Here we restrict ourselves to the X-Y plane for visualization purposes:

In [None]:
N = 50
values = 10*np.random.rand(N)
data = sc.DataArray(
    data=sc.Variable(dims=['position'], unit=sc.units.counts, values=values, variances=values),
    coords={
        'position':sc.Variable(dims=['position'], values=['site-{}'.format(i) for i in range(N)]),
        'x':sc.Variable(dims=['position'], unit=sc.units.m, values=np.random.rand(N)),
        'y':sc.Variable(dims=['position'], unit=sc.units.m, values=np.random.rand(N))})
data

For every point we measured at the auxiliary coordinates `'x'` and `'y'` give the position in the X-Y plane.
These are *not* dimension-coordinates, since our measurements are *not* on a 2-D grid, but rather points with an irregular distribution.
`data` is essentially a 1-D table of measurements.
We can plot this data:

In [None]:
plot(data)

The `'position'` dimension is not a continuous dimension but essentially just a row in our table.
In practice, such a figure and this representation of data in general may therefore not be very useful.

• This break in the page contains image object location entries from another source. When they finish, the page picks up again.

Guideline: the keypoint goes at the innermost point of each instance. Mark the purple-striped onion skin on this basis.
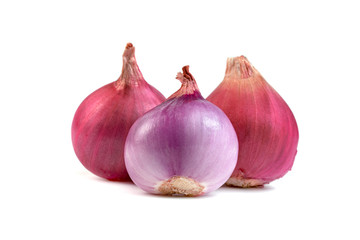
(266, 128)
(103, 119)
(185, 146)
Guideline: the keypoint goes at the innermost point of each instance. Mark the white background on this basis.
(54, 53)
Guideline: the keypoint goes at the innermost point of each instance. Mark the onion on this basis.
(185, 146)
(265, 126)
(103, 119)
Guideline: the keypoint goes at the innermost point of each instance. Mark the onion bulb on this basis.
(266, 128)
(185, 146)
(103, 119)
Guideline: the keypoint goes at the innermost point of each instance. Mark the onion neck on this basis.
(189, 85)
(130, 73)
(239, 68)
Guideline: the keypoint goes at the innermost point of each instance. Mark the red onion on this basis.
(103, 119)
(186, 145)
(265, 126)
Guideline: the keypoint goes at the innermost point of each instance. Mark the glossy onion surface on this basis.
(266, 128)
(103, 119)
(186, 145)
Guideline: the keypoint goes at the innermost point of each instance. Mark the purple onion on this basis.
(185, 146)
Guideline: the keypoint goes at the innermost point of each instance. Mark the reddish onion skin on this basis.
(266, 128)
(185, 146)
(102, 121)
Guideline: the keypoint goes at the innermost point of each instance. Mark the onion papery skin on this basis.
(266, 128)
(102, 121)
(185, 146)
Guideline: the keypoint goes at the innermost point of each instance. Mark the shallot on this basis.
(266, 128)
(103, 119)
(184, 146)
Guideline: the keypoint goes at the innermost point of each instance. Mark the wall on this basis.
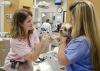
(27, 3)
(16, 4)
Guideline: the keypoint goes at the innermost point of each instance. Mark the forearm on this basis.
(33, 55)
(61, 55)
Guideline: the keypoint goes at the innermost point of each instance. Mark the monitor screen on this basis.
(58, 2)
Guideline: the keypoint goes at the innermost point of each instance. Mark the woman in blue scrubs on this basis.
(80, 54)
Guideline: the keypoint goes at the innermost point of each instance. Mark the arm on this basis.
(61, 55)
(38, 49)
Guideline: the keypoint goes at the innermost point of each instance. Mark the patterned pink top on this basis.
(19, 48)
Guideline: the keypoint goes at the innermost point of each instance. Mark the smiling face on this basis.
(27, 24)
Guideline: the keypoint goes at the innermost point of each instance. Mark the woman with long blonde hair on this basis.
(81, 53)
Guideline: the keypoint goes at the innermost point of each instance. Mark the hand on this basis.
(46, 39)
(63, 39)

As an alternative view of our data we can create a scatter plot.
We do this explicitly here to demonstrate how the content of `data` is connected to elements of the figure:

In [None]:
fig = plt.figure()
scatter = plt.scatter(
    x=data.coords['x'].values,
    y=data.coords['y'].values,
    c=data.values)
ax = fig.gca()
ax.set_xlabel('x [{}]'.format(data.coords['x'].unit))
ax.set_ylabel('y [{}]'.format(data.coords['y'].unit))
cbar = plt.colorbar(scatter)
cbar.set_label("[{}]".format(data.unit))
plt.show()

This shows the distribution in space, but for real datasets with millions of points this may not be convenient.
Furthermore, operating with scattered data is often inconvenient and may require knownledge of the underlying representation.

We can now use `scipp.realign` to provide a more accessible wrapper for our data:

In [None]:
xbins = sc.Variable(dims=['x'], unit=sc.units.m, values=[0.1,0.5,0.9])
ybins = sc.Variable(dims=['y'], unit=sc.units.m, values=[0.1,0.5,0.9])
realigned = sc.realign(data, {'x':xbins, 'y':ybins})
realigned

`realigned` is a 2-D data array, but it contains the orignal "unaligned" data, accessible through the `unaligned` property:

In [None]:
realigned.unaligned

The "realignment" proceedure based on bin edges for `'x'` and `'y'` is *not* performing the actual histogramming step.
However, since its dimensions are defined by the bin-edge coordinates for `'x'` and `'y'`, we will see below that it behaves much like normal dense data for operations such as slicing.

We create another figure to better illustrate the structure of `realigned`:

In [None]:
fig = plt.figure()
scatter = plt.scatter(
    x=realigned.unaligned.coords['x'].values,
    y=realigned.unaligned.coords['y'].values,
    c=realigned.unaligned.values)
ax = fig.gca()
ax.set_xlabel('x [{}]'.format(realigned.coords['x'].unit))
ax.set_ylabel('y [{}]'.format(realigned.coords['y'].unit))
ax.set_xticks(realigned.coords['x'].values)
ax.set_yticks(realigned.coords['y'].values)
plt.grid()
cbar = fig.colorbar(scatter)
cbar.set_label("[{}]".format(data.unit))
plt.show()

This is essentially the same figure as the scatter plot for the original `data`.
The only difference is the "grid" (the bin edges) that is stored alongside the data.
`realigned` can now directly be histogrammed, without the need for specifying bin boundaries:

In [None]:
plot(sc.histogram(realigned))

Here `histogram` performs histogramming for all "realigned" dimension, in this case `x` and `y`.
The resulting values in the X-Y bins are the counts accumulated from measurements at all points falling in a given bin.